For some reason Maria likes the woman. It could be the Daisy Duck lashes, it could be the knock-knees, it could be her dismal childhood in the maize triangle. She feels an urgent need to talk to somebody about Sofie, the more so after the unsettling meeting with Tobie Fouché. Surprised that she should want to open her heart to this unlikely woman — this cardboard-box tycoon.

‘My sister spent the last few years of her life here in this town,’ she says. ‘She committed suicide nine months ago.’

‘Oh dearie dear,’ says the woman, pouts her mouth and puts down her knife and fork. ‘Why did she do it?’

‘I don’t know,’ says Maria. ‘We didn’t have all that much contact before her death. I thought … I don’t know what I thought.’

‘What did she … how did she …?’ asks the woman.

‘She slit her wrists.’ (The most ritualistic, the most primitive form of suicide — the closest to self-slaughter, self-mutilation, to ritual sacrifice.)

‘Oh dearie dear,’ says Christina Groenewald once more, bats her lashed eyelids, pouts her mouth and knocks back a huge gulp of the expensive wine. ‘Did she have a husband, kids?’

‘She was divorced from her husband. Two children. She said to me once that it was immoral on her part to bring two innocent children into the world, because it’s better never to be born.’

‘Oh dear,’ says the woman, ‘how terribly sad.’ (Maria last saw the children briefly at Sofia’s memorial service. The son works in Australia, the daughter in the Eastern Cape. For searching conversations there was no opportunity on the day of the service. Both children took off again shortly afterwards.)
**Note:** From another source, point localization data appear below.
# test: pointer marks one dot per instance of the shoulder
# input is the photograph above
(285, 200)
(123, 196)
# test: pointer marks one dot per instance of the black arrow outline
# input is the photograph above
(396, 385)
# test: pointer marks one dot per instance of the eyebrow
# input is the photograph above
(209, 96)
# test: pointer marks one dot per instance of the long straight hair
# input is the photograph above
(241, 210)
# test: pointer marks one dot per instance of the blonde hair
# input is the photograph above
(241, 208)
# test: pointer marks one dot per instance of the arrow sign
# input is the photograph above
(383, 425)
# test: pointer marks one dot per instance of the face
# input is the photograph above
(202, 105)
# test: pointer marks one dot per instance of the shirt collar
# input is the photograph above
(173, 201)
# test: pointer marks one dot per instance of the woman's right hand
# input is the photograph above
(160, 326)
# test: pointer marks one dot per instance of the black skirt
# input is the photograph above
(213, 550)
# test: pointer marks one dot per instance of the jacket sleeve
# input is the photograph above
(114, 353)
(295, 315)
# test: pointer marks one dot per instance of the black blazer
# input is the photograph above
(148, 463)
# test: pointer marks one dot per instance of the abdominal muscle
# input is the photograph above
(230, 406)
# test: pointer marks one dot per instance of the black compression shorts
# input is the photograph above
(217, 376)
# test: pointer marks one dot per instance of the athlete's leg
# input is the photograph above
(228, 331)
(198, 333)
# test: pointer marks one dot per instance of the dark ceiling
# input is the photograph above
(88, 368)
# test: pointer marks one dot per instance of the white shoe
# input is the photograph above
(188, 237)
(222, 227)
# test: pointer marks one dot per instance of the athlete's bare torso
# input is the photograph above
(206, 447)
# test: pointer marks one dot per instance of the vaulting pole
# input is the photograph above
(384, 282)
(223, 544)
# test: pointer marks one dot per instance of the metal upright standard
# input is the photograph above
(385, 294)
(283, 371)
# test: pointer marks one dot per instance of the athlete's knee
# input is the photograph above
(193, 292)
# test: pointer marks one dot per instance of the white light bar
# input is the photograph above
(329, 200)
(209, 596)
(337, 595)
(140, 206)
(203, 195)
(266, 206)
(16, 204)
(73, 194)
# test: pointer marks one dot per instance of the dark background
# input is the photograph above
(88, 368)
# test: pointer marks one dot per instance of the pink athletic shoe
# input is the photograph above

‘Yesterday I saw the man with whom she had a relationship for the last few years. A pain in the arse. He’s decided her unpublished work must be placed under embargo. She was a poet. My sister.’

‘A poet,’ says Christina, and puts down her knife and fork reverentially. Looks down, reflects, delicately picks between two upper molars with the manicured nail of her little finger. ‘A poet,’ she repeats, almost with awe.

‘Yes,’ says Maria. ‘A very, very good poet. A hundred, a thousand times better than the stupid man with whom she had the relationship. Also a poet. I don’t think she loved him. He won her over through sheer perseverance. A poseur and a chancer.’

‘Sheer perseverance,’ says Christina in wonderment, as if hearing the words again for the first time in a very long time. It seems to remind her of something, because she pouts her mouth (a nervous tic?), keeps pensively gazing in front of her, her chin now supported with her thumb, index finger on the upper lip.

‘My sister never wanted to discuss the relationship with me,’ says Maria. ‘Perhaps that was already the start of a kind of estrangement between us. I don’t know, perhaps it wasn’t even something like a personal estrangement, just my sister who had started to withdraw more and more from contact with people. She needed to shut herself off, I thought at times — perhaps that is what being a poet demands.’

‘What was her name?’ asks the woman.

‘Her name was Sofie,’ says Maria, ‘Sofia Steenkamp.’

*

She receives a text message from the man, the agricultural economist. He is back from his conferences in Malawi and Mozambique. Does she feel like going to Jacobsbaai with him? He’s in the Cape only for the weekend, the following week he’ll be on his way to Maputo again. Of course she feels like it. Let him tell her about food shortages and economic policy, about cosmic catastrophes. Let him tell her about the errant ways of the nation from which she sprang, their sustained unethical campaign of destabilisation against neighbouring states, which still has economic consequences for those countries. She likes listening (though sometimes somewhat distractedly). The moon will most certainly rise over the bay. There will be a fire in the hearth. It’s Thursday. He will come to pick her up the following afternoon.